NewsTracker Answers for week of Sep. 16, 2024

Q: Wildfires are breaking records this year in South America with smoke darkening the skies over cities in Bolivia and Brazil. Most fires are being set to clear land for agriculture, but scientists say climate change is helping the blazes spread faster. Where are Bolivia and Brazil?

Circle the area on this map


Q: About 3.5 million square miles of South America has been covered by smoke at times, including the continent’s largest city ...

A. Buenos Aires

B. Lima

C. Rio de Janeiro

D. Sao Paulo


D. With more than 22 million people, Sao Paulo’s metropolitan area is the most populous in the western hemisphere. The smoke recently made Sao Paulo’s air the most polluted in the world. Inhaling wildfire smoke contributes to an average of 12,000 early deaths a year in South America, according to a 2013 study.


Q: Hundreds of people marched in Bolivia's political capital to demand action against the fires, holding banners and placards saying "Bolivia in flames" and "For cleaner air stop burning." What is the capital of Bolivia?

A. Bogata

B. La Paz

C. Montevideo

D. Santa Cruz


B. At an elevation of 11,975 feet above sea level, La Paz is the highest capital city in the world. It has an urban area population of 2.2 million people, the second largest in Bolivia. The lowland Bolivian region of Santa Cruz is the most populous in the nation, and it has been blanketed by wildfire smoke like Sao Paulo.

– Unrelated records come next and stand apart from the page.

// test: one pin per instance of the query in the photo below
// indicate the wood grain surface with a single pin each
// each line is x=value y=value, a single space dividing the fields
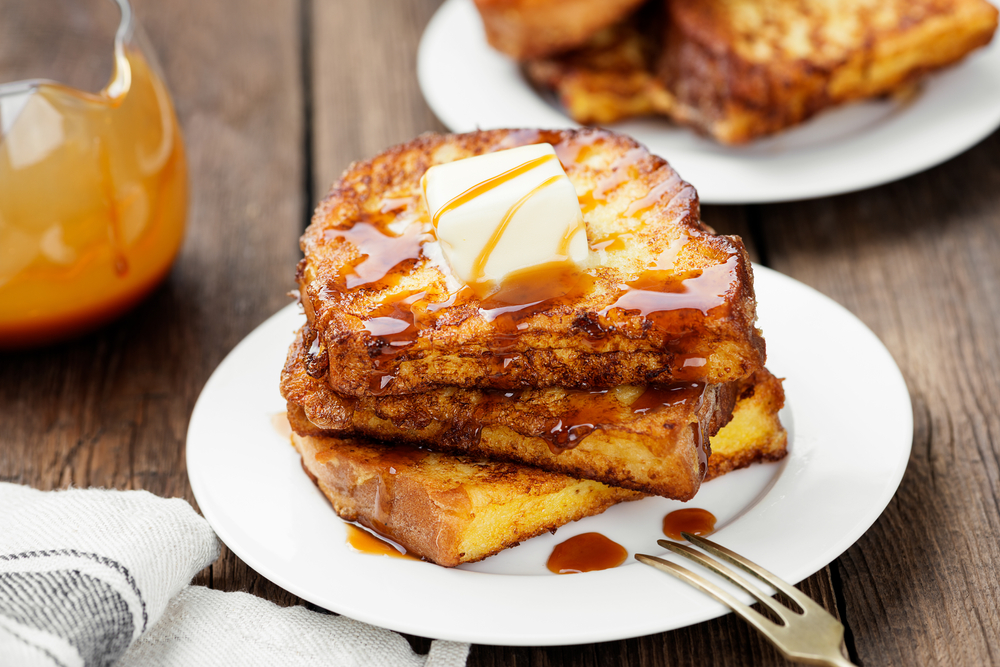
x=277 y=97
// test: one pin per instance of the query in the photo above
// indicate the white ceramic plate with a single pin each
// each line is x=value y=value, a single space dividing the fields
x=793 y=517
x=469 y=85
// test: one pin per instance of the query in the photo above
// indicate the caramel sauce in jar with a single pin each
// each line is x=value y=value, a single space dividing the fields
x=586 y=553
x=93 y=199
x=693 y=520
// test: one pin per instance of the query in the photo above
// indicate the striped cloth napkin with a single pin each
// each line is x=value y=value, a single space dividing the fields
x=99 y=578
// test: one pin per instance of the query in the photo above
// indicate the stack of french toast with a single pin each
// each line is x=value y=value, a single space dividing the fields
x=458 y=420
x=735 y=70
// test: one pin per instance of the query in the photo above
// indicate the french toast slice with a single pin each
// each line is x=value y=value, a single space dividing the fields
x=454 y=509
x=650 y=439
x=612 y=77
x=666 y=299
x=742 y=69
x=533 y=28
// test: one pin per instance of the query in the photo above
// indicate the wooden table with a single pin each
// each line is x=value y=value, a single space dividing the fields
x=276 y=97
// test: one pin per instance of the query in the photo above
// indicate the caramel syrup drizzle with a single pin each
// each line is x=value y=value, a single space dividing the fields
x=654 y=294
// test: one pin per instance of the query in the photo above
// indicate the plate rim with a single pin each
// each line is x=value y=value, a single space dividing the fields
x=630 y=578
x=832 y=169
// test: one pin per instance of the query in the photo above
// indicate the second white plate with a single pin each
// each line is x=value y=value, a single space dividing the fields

Q: The 1.2 million-square-mile Amazon Rainforest covers large areas of Bolivia and Brazil and covers parts of seven other nations. How much of the rainforest has been lost to slash-and-burn clearance to make way for cattle ranching, farming, and mining?

A. 11%

B. 16%

C. 26%

D. 33%


C. By the year 2022 around 26% of the forest was considered as deforested or highly degraded. Deforestation of the Amazon is making droughts far more common, which allows the human-set fires to spread faster and farther. Scientists worry that deforestation has reached a tipping point that will turn the entire rainforest into a vast grassland.


Q: Cattle ranching has been blamed for 80% of deforestation in the Amazon Rainforest. What is being blamed formed for much of the destruction of rainforests of Southeast Asia?

A. Agriculture

B. Logging

C. Mining

D. All of the above


D. The demand for lumber has cleared much of the forests in Southeast Asia. But vast rainforests are still being burned yearly to make way for agriculture, particularly huge palm oil plantations. And like South America, the heavy smoke is cutting many lives short.